Despite tougher obligations, “mismanaged” corporate security has left billions of identity records exposed

More than 3 billion identity records were found spread across visible and underground online sources during 2017, according to new research that lends further weight to suspicions that protection of personally identifiable information (PII) is proving tremendously ineffective in the face of thriving demand from online cybercriminals.

The records – which were located by security firm 4iQ during a search by automated crawlers across openly available online web, social-media, underground, black markets and dark-web destinations – were plucked from more than 8.7 billion raw data records and represent a more than 64 percent increase compared with the same exercise in 2016.

Those records were sourced from 2940 breaches curated from the spoils of 3525 raw breaches – including 188,916 unsecured FTP servers containing 2.1 billion documents – and 56 percent of these breaches were classified as “accidental”.

Fully 72 percent of the discovered records contained emails and passwords, while 40 percent included PII attributes.
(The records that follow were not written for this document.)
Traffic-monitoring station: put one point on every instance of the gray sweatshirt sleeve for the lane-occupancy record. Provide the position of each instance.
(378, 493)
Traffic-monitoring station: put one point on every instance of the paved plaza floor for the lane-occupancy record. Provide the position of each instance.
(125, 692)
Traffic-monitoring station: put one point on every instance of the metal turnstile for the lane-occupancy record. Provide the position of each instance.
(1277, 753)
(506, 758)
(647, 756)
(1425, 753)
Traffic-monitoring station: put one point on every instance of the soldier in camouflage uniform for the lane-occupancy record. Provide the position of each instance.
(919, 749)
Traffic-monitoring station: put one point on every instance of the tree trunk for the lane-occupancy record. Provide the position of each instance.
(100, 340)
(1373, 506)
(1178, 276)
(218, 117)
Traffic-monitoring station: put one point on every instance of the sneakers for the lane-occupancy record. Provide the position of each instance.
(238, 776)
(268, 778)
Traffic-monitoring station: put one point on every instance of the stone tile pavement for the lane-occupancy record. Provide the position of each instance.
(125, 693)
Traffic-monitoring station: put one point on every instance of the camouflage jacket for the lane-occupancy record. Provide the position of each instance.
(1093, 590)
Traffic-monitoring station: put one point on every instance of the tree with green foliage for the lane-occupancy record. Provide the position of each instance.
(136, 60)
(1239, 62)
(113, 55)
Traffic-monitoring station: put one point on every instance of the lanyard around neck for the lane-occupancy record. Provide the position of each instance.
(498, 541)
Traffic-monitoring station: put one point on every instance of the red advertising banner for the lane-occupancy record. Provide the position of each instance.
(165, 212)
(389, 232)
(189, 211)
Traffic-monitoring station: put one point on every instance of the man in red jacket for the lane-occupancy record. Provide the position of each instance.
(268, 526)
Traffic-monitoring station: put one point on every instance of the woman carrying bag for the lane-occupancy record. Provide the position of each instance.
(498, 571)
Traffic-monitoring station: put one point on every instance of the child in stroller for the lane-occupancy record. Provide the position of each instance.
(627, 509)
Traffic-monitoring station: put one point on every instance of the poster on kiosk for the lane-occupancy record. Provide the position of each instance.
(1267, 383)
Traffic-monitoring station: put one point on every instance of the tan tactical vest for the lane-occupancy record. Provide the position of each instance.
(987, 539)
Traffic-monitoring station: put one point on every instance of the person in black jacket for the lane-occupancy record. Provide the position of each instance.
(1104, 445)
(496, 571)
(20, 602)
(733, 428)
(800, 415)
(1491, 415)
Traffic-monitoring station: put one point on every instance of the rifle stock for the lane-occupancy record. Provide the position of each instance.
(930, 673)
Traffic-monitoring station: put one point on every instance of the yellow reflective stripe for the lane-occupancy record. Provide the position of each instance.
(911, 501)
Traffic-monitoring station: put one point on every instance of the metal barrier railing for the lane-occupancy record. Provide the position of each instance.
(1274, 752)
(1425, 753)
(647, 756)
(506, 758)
Some 1.9 percent of the discovered breaches were found in Oceania, of which Australia comprised 70 percent of the discovered data.

The volume of raw data records discovered by the team increased by 182 percent compared with the previous year, with the firm’s analysis warning that the surge was created due to the growing size and number of breaches – as well as accidental lapses “that result in data being openly accessible to third parties.”